Every software startup that reaches ₹50L ARR hits the same wall — context evaporation.
| Pain | Before Sarthi |
|---|---|
| Anomaly detection | 3 weeks (if ever) |
| Runway accuracy | Monthly manual calc |
| BI query time | 2–4 hrs (analyst) |
| Context on alerts | None |
| Weekly digest | Manual assembly |
The gap: No system watches your data continuously, reasons about anomalies with memory of the past, answers natural language questions, and gets smarter with every event.
Sarthi is an ops memory layer with two focused agents:
┌──────────────────────────────────────────────────────────────┐
│ FINANCE AGENT │
│ Watches: Razorpay, bank feed, expenses │
│ Does: Burn/runway, anomaly detection, spend memory │
│ Output: Telegram alerts + weekly digest │
├──────────────────────────────────────────────────────────────┤
│ BI AGENT │
│ Watches: PostgreSQL, Sheets, GA4, Mixpanel │
│ Does: NL → SQL → chart → narrative, proactive insights │
│ Output: Charts + narrative + Telegram digest │
└──────────────────────────────────────────────────────────────┘
Value delivered:
- Anomaly detection: < 5 minutes (was 3 weeks)
- Runway accuracy: Real-time (was monthly)
- BI query time: < 30 seconds (was 2–4 hrs)
- Cost: ₹9,999/month (was ₹50,000+ for human)
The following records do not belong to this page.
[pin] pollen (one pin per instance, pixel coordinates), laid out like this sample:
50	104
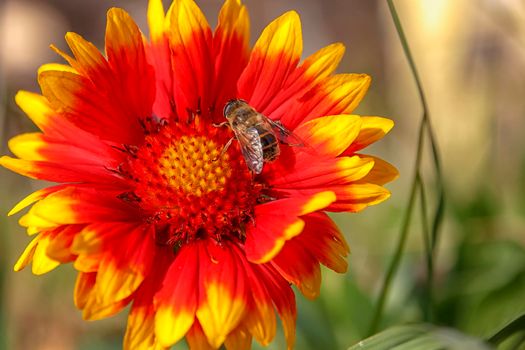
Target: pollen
183	180
194	165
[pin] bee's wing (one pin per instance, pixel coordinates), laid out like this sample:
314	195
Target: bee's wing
251	149
286	136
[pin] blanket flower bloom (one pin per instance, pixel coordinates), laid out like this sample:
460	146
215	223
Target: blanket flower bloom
150	207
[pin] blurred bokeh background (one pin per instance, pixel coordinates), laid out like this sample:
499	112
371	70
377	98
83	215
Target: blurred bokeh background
471	57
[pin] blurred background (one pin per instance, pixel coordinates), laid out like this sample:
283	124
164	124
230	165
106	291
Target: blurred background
471	58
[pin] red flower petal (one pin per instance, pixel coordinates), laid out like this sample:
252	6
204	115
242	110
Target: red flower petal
274	56
278	221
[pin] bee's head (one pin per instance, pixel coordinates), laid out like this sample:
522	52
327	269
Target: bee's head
231	106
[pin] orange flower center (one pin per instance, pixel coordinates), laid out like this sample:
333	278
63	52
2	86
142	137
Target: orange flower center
185	183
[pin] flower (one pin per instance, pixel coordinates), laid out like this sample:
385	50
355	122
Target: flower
154	211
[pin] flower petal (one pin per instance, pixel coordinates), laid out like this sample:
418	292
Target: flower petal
314	69
156	18
140	331
75	205
306	275
382	172
197	339
283	298
260	319
278	221
238	339
223	293
331	135
36	107
372	130
231	50
176	301
324	241
274	56
337	94
190	42
306	174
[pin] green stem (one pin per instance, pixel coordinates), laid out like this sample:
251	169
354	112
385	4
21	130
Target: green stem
425	126
428	302
513	327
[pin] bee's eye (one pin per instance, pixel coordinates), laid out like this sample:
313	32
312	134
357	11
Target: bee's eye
228	107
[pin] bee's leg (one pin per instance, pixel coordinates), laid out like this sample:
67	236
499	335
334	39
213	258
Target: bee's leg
224	149
220	125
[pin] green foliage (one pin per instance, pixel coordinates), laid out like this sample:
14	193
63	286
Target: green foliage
419	337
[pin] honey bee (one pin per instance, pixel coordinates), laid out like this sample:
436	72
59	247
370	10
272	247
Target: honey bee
258	135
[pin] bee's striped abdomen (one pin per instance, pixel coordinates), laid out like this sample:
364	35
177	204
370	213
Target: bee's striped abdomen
269	143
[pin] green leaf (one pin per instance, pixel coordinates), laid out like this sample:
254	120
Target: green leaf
420	337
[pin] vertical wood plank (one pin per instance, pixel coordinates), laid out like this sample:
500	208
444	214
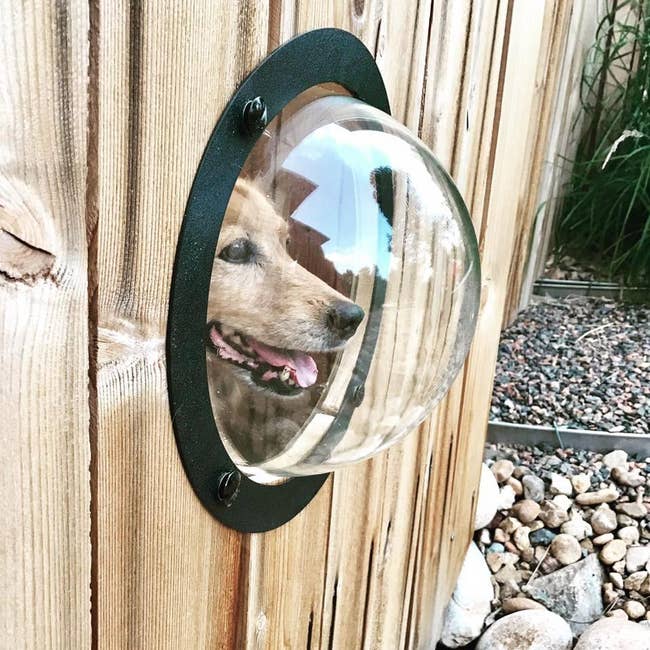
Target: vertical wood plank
169	576
45	521
372	560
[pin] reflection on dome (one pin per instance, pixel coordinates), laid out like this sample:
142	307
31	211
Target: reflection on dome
349	346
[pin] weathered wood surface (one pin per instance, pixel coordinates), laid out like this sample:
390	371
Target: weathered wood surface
45	522
371	562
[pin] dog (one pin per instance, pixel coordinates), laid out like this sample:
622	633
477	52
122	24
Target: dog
269	320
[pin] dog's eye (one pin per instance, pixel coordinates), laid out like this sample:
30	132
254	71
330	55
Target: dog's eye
240	251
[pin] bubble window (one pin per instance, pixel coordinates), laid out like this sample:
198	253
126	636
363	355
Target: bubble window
325	286
344	290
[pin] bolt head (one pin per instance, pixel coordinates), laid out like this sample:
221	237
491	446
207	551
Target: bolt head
228	485
254	116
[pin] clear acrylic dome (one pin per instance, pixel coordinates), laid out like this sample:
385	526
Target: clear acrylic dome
344	293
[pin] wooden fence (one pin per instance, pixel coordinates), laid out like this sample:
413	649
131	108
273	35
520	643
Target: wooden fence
106	109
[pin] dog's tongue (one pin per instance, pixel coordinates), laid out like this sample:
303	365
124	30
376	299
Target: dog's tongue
302	364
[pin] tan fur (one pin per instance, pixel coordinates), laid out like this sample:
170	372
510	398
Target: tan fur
276	300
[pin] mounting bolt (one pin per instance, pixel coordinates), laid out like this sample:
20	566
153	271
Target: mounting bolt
254	116
358	393
228	487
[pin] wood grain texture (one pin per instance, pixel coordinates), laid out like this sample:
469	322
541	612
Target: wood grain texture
371	562
570	31
45	521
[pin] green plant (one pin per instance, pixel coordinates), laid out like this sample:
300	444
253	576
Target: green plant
605	217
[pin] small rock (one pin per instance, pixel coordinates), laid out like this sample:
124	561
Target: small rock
470	602
613	551
518	604
560	485
510	558
520	471
503	469
565	549
576	527
552	515
549	565
509	525
516	486
624	520
636	558
507	573
573	592
533	487
609	593
616	458
533	629
541	537
634	609
616	579
526	510
635	580
562	501
605	495
581	483
603	521
644	589
520	538
539	553
506	498
614	633
629	479
495	547
601	540
488	496
494	561
629	534
587	546
634	510
510	547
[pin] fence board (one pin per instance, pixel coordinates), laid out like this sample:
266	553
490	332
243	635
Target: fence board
372	560
45	525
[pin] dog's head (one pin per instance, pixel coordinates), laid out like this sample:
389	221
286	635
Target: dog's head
266	313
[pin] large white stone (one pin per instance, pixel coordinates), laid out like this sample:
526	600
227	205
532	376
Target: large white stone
488	497
573	592
532	629
470	602
615	634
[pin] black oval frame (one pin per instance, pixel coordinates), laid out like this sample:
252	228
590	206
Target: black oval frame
320	56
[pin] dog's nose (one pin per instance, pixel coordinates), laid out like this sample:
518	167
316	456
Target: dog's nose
344	318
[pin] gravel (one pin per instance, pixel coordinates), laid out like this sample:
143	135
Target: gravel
519	549
576	362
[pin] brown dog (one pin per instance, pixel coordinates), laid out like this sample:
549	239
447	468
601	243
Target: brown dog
267	315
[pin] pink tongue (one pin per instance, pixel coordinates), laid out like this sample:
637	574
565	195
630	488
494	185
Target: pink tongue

┌─────────────────────────────────────────────────────────────┐
│ EXTERNAL TRIGGERS │
│ Razorpay ──┐ │
│ Bank Feed ─┼──→ Go Fiber API ──→ Redpanda ──→ Temporal │
│ Telegram ─┘ (HMAC Validated) (Event Bus) (Workflows) │
└─────────────────────────────────────────────────────────────┘
│
┌──────────────────────┘
▼
┌─────────────────────────────────────────────────────────────┐
│ PYTHON AI WORKER │
│ │
│ Temporal Activity: RunLangGraphAgent(agent, event) │
│ │ │
│ ┌────────┴────────┐ │
│ ▼ ▼ │
│ FinanceAgent BIAgent │
│ (LangGraph) (LangGraph) │
│ │ │ │
│ PostgreSQL PostgreSQL │
│ Qdrant Qdrant │
└─────────────────────────────────────────────────────────────┘
│
▼
┌─────────────────────────────────────────────────────────────┐
│ OUTPUT LAYER │
│ Telegram ← alerts, charts, digests, HITL buttons │
│ Langfuse ← all LLM traces, scores, costs │
└─────────────────────────────────────────────────────────────┘
| Layer | Technology | Why |
|---|---|---|
| API Gateway | Go + Fiber | High concurrency, low latency |
| Event Bus | Redpanda | Kafka-compatible, persistent |
| Workflow Engine | Temporal | Durable execution, HITL signals |
| Agent Framework | LangGraph (Python) | ReAct graphs, state machines |
| LLM | Ollama (qwen3:0.6b) | Local, no API keys, fast |
| Prompt Compiler | DSPy | Systematic, not hand-tuned |
| Memory | Qdrant | Semantic + episodic search |
| Primary DB | PostgreSQL + sqlc | Type-safe queries |
| Observability | Langfuse | LLM trace + eval scoring |
| Notifications | Telegram Bot API | Zero-friction HITL |
| Charts | Plotly Python | Code-executed, shareable PNG |
| Deploy | Docker Compose | Local dev + Hetzner |
Purpose: Continuously monitors financial events. Detects anomalies. Tracks burn and runway. Remembers context. Alerts with explanation.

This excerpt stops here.